Wrote an eXist module for similarity metric comparisons
Posted by mholmes on 09 May 2013 in Activity log
I've now figured out how to create an extension module for eXist, following the instructions here. These are some things I've learned:
- The only practical way to do this is to work with your module code in the context of the eXist tree, in $EXIST_HOME/extensions/modules/src/org/exist/xquery/modules.
- You can use a non-eXist namespace -- I'm using http://hcmc.uvic.ca/ns/usm -- but it seems safest to use the eXist package structure, so my package is in org.exist.xquery.modules.unisimmetric.
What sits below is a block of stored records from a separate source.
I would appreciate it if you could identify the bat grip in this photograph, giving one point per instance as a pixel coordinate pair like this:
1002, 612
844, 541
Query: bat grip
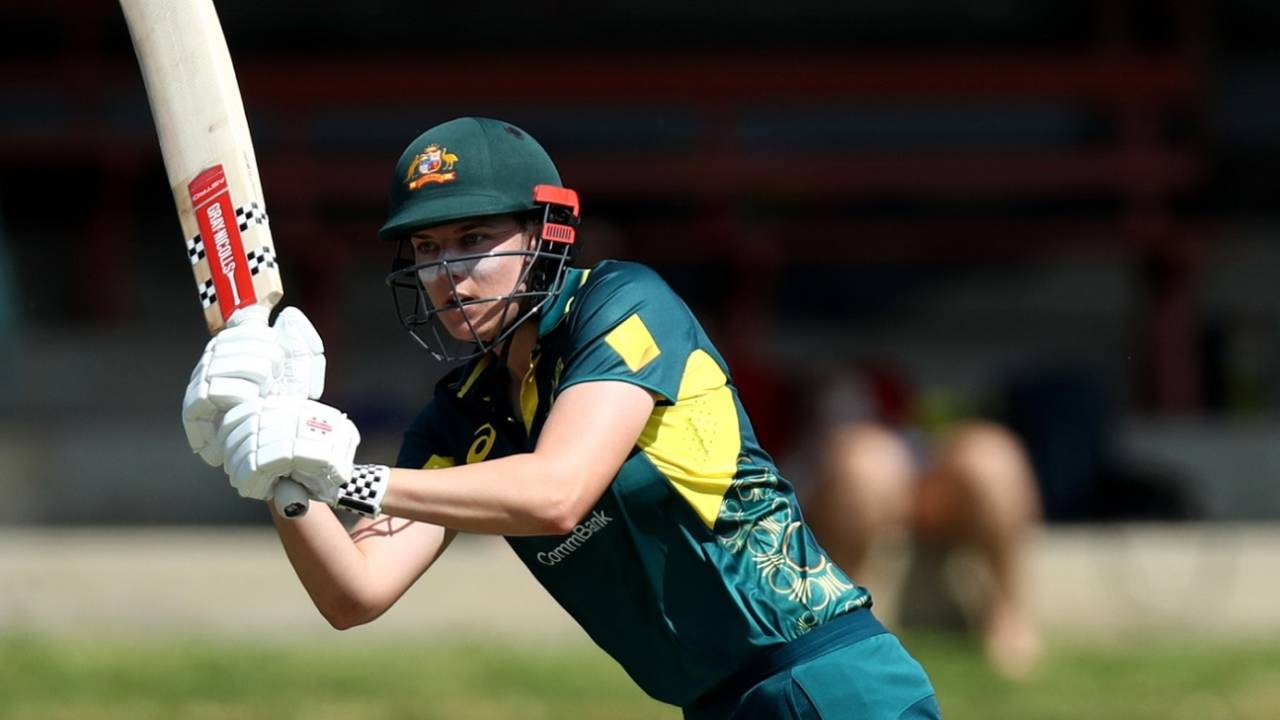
289, 499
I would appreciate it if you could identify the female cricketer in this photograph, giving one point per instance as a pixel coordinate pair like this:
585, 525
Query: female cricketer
593, 424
- All the extension modules are built together into a single jar called exist-modules.jar. You can build this jar alone, using
build.sh extension-modules
, then drop that jar into an existing eXist instance (although if the new jar was built with a substantially different version from the rest of the code, there could well be problems). - To turn on your module, you add a line to the conf.xml file like this:
<module uri="http://hcmc.uvic.ca/ns/usm" class="org.exist.xquery.modules.unisimmetric.UniSimMetricModule" />
along with the other modules.
I'm not yet happy with my module, and I'm still working on it. In particular, I'm not happy with the scores it's generating, and I think this might be something to do with other bits that get included in the GZIP stream, such as a header; if I can figure out how big those are, I can remove them from the calculation. The highest difference I seem to get is around 0.53 with completely dissimilar strings, so it seems as though the results are being compressed into a range much smaller than 0-1.